A music group called OK GO created a home-spun video for $10. They filmed it in one of their backyards and uploaded it to youtube.com. It outstripped the Barenaked Ladies "Speaker's Corner" loonie music video. Their label was quite upset that they had not asked for permission, but soon shut up when they realized the video had been downloaded some 900,000 times. The video,“A Million Ways” Dance, was the most downloaded music video ever this past august with over 9 million downloads. Their next youtube video was their "Here it goes again" and was downloaded a million times in the first six days of its posting. All this poularity drove up sales on iTunes, and no doubt elsewhere. It is easy for me to see why U2 would try the same thing.

Also, to give George an answer, I would have to say TV viewers are getting pickier in general - watching specific shows on either the internet or TV - shows that match their interests - rather than just turning on the TV and channel surfing until bed time. That is hardly a definitive answer, but it is a starting point.

Just a couple of cents worth ...

Al Brown

Someone will figure out that enabling people to cobble together their own 30/60 minute TV shows of their favorite clips is the way toward profits.

Such shows could carry ads just like network tv. Ads targeted at each viewer (just watch what they click on) will be worth a lot more than ads that waste viewer attention and advertiser dollars.
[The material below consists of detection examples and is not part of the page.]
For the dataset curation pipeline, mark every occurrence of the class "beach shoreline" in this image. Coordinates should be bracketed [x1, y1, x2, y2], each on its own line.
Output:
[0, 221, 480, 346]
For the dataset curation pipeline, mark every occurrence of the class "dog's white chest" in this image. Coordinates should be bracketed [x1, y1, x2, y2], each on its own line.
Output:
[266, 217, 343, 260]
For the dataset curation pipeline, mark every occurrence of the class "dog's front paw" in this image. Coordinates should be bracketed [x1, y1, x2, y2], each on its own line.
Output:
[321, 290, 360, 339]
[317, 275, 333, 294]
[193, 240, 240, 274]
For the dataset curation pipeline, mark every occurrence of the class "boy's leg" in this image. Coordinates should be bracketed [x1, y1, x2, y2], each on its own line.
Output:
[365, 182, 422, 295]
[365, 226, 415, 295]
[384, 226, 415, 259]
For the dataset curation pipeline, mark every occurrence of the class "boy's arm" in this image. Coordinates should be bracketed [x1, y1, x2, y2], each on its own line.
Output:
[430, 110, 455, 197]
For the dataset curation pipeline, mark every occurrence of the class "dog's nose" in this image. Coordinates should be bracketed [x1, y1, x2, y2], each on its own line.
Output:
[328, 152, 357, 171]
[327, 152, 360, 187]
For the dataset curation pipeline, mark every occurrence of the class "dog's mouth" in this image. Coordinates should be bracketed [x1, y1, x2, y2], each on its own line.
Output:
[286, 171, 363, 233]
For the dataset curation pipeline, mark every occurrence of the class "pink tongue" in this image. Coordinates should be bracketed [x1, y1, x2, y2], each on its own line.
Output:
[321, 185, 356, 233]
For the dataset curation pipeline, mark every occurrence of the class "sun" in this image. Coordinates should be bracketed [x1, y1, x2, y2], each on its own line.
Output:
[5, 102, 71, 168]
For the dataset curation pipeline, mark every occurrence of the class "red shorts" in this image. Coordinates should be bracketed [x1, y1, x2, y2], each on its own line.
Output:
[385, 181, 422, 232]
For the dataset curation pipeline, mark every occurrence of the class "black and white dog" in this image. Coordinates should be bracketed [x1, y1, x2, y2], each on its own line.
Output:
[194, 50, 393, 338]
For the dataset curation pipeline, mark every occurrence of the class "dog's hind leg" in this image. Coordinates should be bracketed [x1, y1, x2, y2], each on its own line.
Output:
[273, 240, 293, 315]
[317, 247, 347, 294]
Google has got to be eyeing such an opportunity.

George Nimeh

Hi,

Amongst other things, I think there is a need for folks like the BBC to ask the right questions.

Of course people who watch more online video will watch less TV. There are only 24 hours in a day. But, what TV do those folks choose to watch? Are they influenced by what they've seen on the internet? Are they more likely to check out a show that they've seen/previewed online? Do they tell other people about what they've seen.

More here:
http://www.i-boy.com/weblog/2006/11/bbc-vs-cbs.html

~G~

Ian Delaney

I haven't written on this yet because it's really hard to reconcile these two pieces of contradictory research. I think partially, people don't necessarily do what they tell researchers that they do.